Tant dans le livre que dans le film, Charlie BUCKET est présenté comme un enfant profondément gentil et dévoué pour sa famille. Ce n’est pas ses actions qui lui confère son statut de héros, c’est davantage sa manière d’affronter les difficultés sans jamais se plaindre, refusant que sa famille se sacrifie pour lui. Il ressent des émotions très fortes, quand il trouve le ticket, quand il entre dans la chocolaterie, quand il goûte les sucreries… Son statut de héros provient essentiellement de sa singularité, il est dans la simplicité et l’honnêteté ce qui tranche fortement avec les autres enfants. Cette attitude provient de sa condition sociale ; le manque le rend humble, conscient de ce que sont les vraies valeurs de la vie. Pour Roald DAHL et Tim BURTON, Charlie est un héros parce qu’il affronte vaillamment les difficultés ; jamais il ne se plaint tandis que les autres enfants, pour qui la vie est beaucoup plus clémente, sont toujours en train de gémir. Charlie est aussi un héros parce qu’il a le sens des responsabilités, il fait face aux situations difficiles et il refuse que sa famille se prive pour lui : « Ce matin, je l’ai bien entendu, sa mère a tenté vainement de lui abandonner son morceau de pain. Il n’y a pas touché. Elle a dû le reprendre ». Le héros accepte sa situation, affronte les difficultés, fait en sorte de pouvoir y pallier. La chance va le propulser, lui et sa famille, au rang de héros mais il détient déjà implicitement ce statut. Bien avant de trouver le ticket d’or, le lecteur avait déjà perçu qu’il était un enfant atypique, avec un comportement en tout point remarquable. Tim BURTON,à la fin de son film, accentue ce côté héroïque à la différence de Roald DAHL qui n’a pas insisté sur ce point. En effet, Willy WONKA explique à Charlie qu’il va devoir abandonner sa famille pour le rejoindre dans sa chocolaterie ce qui, selon lui, n’est pas un gros sacrifice. La réaction de Charlie rend compte de son attachement à l’égard de sa famille ; il refuse de renoncer à ce qu’il a de plus cher au monde. Il fait preuve d’une grande maturité en disant à Willy WONKA : « Alors je n’y vais pas ! Jamais je n’abandonnerai ma famille, pas pour tout le

chocolat du monde ». Willy WONKA est stupéfait ; à deux reprises il dit que « c’est bizarre ». La manière dont la scène est filmée est intéressante ; Willy WONKA est seul tandis que Charlie, légèrement sur le devant de la scène, est entouré de sa famille. Ce positionnement accentue d’avantage sa détermination. WONKA lui demande s’il est bien sûr de ce qu’il fait et Charlie plus déterminé que jamais lui répond sans même demander l’avis de ses parents : « J’en suis sûr ! ». C’est l’amour inconditionnel pour sa famille, qu’il n’abandonnerait pour rien au monde, qui en fait le vrai héros de l’histoire. Après cet épisode, bien qu’il ne vive pas dans la chocolaterie, on le voit avec ses parents, en train de réparer les dégâts causés par l’ascenseur de verre.
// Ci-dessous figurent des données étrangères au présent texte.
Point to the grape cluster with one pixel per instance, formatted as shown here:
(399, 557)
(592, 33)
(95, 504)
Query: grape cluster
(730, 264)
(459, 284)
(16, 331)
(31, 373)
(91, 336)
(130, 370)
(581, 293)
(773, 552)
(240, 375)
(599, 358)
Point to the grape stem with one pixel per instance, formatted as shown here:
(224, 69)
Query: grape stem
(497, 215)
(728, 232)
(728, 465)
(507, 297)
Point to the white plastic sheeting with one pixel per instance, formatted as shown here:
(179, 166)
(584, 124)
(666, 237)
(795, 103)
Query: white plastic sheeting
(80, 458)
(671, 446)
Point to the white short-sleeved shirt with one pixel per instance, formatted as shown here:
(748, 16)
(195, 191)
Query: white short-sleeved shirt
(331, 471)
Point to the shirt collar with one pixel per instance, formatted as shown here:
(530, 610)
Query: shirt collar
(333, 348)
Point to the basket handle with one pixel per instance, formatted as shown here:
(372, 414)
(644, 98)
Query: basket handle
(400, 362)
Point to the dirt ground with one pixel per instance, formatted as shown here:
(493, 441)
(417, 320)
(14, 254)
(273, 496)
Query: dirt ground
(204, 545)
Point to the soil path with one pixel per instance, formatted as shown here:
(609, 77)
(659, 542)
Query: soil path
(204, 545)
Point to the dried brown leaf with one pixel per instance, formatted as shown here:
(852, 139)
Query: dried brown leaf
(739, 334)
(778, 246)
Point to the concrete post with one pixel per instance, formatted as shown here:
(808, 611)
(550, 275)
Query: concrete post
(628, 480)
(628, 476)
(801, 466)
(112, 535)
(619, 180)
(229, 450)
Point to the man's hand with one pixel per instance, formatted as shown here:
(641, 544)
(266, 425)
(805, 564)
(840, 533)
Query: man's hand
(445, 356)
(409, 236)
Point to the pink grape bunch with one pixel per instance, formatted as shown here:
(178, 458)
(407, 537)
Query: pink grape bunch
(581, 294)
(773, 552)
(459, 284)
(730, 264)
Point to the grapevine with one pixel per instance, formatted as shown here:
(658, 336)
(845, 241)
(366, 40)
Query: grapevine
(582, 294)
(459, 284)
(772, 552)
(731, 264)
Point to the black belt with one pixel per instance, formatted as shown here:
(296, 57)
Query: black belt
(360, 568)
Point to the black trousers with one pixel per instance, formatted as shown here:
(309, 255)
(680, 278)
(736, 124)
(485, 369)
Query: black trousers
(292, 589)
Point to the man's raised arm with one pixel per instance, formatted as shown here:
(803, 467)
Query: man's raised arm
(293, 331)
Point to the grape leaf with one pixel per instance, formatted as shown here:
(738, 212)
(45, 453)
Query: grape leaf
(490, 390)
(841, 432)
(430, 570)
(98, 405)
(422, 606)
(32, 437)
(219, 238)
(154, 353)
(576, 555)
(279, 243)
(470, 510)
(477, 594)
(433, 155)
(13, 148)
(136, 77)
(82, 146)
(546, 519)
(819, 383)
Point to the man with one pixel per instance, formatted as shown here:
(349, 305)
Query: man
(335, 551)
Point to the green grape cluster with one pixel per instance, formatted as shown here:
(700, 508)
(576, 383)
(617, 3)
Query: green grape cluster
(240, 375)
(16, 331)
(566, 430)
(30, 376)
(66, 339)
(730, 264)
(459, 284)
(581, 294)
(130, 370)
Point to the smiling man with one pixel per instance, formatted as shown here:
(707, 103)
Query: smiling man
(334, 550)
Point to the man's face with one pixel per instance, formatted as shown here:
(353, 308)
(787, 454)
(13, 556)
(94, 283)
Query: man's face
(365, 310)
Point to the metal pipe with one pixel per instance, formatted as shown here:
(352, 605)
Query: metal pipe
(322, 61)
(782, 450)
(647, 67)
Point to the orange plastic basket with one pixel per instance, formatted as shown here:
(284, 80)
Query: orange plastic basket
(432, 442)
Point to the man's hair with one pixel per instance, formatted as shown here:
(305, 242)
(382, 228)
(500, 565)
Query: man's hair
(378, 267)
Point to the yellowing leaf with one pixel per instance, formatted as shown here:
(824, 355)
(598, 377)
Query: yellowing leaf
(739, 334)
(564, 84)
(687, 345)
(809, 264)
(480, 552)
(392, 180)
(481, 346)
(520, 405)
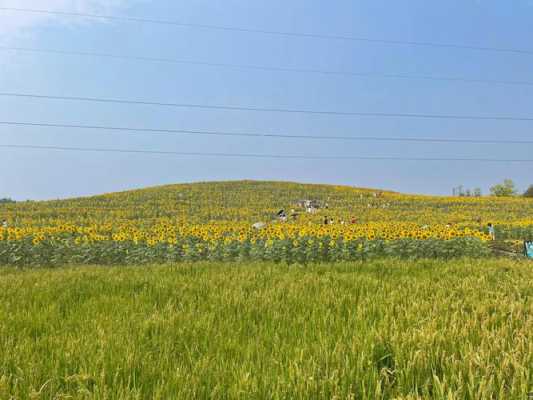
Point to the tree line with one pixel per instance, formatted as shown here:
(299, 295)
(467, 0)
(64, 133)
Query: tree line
(505, 189)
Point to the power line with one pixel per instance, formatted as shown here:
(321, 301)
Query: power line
(152, 131)
(264, 109)
(266, 68)
(269, 32)
(261, 156)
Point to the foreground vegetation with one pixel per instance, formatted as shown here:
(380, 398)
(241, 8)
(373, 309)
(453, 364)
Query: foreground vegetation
(373, 330)
(215, 221)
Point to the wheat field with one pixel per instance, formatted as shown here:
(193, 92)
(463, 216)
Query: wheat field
(378, 330)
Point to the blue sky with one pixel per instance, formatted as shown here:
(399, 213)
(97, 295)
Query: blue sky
(39, 174)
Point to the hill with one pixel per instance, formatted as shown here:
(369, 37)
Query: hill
(252, 201)
(238, 220)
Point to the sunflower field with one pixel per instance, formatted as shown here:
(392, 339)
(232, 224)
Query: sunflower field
(232, 221)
Grand papa Joe est sorti de son lit, le père a retrouvé un emploi, il répare la machine qu’il avait remplacée quelques temps plus tôt. La famille réunie mange à sa faim tandis que l’on aperçoit Willy WONKA qui à l’inverse, sombre dans une dépression. On le retrouve allongé dans le cabinet d’un psychologue ; il explique être perdu, en manque d’inspiration, il n’a plus le moral. A ce stade de l’histoire, c’est bien Charlie qui prend une revanche sur la vie.